RHODES University hosted the Frank Warren conference last week which had a strong medicinal chemistry theme, especially for poverty-related diseases such as tuberculosis, HIVAids and malaria that are prevalent in Africa.
“These diseases affect millions of people, the treatments have to be dirt cheap and so there’s not a lot of pharmaceutical interest in putting millions into it. Head of the chemistry department at Rhodes University and organising committee member for the conference Prof Rui Krause said.
“And there has been a growing realisation in South Africa that if we don’t start to train people that can look at the medicinal chemistry aspect, the production aspect, that can understand the disease from the biology, disease, treatment perspective, nobody is going to be doing it.”
The International Organic Chemistry conference drew more than 170 delegates from South America, Argentina, Asia and Africa.
“We have tried to link in some people from South America who face very similar kinds of conditions for example in science and they have similar kinds of diseases, for example a huge burden of tuberculosis.

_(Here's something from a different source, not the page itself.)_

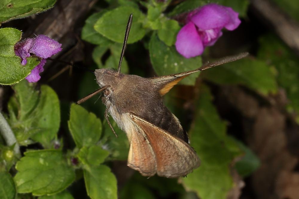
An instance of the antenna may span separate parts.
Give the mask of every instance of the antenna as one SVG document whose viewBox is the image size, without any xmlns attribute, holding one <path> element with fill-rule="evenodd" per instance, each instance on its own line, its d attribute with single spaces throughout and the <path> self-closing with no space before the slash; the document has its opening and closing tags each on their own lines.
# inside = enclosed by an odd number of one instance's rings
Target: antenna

“It’s prevalent here but also there, others such as malaria and leishmanisas, so all diseases that predominantly affect countries in South America, in Africa, in Asia, for which there is not a lot of money for research,” Prof Krause said.
Prof Charles de Koning of Wits University gave the Frank Warren keynote address, titled Around the world with 80 molecules, where he shared highlights from his career in organic chemistry over the past 25 years including notable work on anti-cancer drugs.
His presentation highlighted a range of innovative methods that have been used for total synthesis of products found in nature including that of molecules found in toadstools in New Zealand.
De Koning is presently doing research on copper-containing drugs to treat cancer. Rhodes master of science (pharmacy) student Mayi Lunga said the conference was amazing.
“It was a good learning experience, quite eye opening and challenging to get to see the work that other people are doing in South Africa and countries abroad.
“But more so, despite being different people, the commonality of the love for chemistry, research to further understand the subject and find ways to tackle world problems using our knowledge made us all the more same than different. I’ve been motivated through this conference to keep pursuing knowledge and not limit my thought processes to what is deemed as possible.”
The final session on the programme was a workshop aimed at sharing experiences on and trying to find unified strategies to transform the organic chemistry curriculum as Prof Krause said that “textbooks haven’t been changed for 50 years”.
“Part of what happened this wee is that we gathered as a community, remembered why we love organic chemistry and out of that has come a new idea to create a curriculum which connects with any student who comes into our classroom,” Dr Rosa Klein of Rhodes University chemistry department said.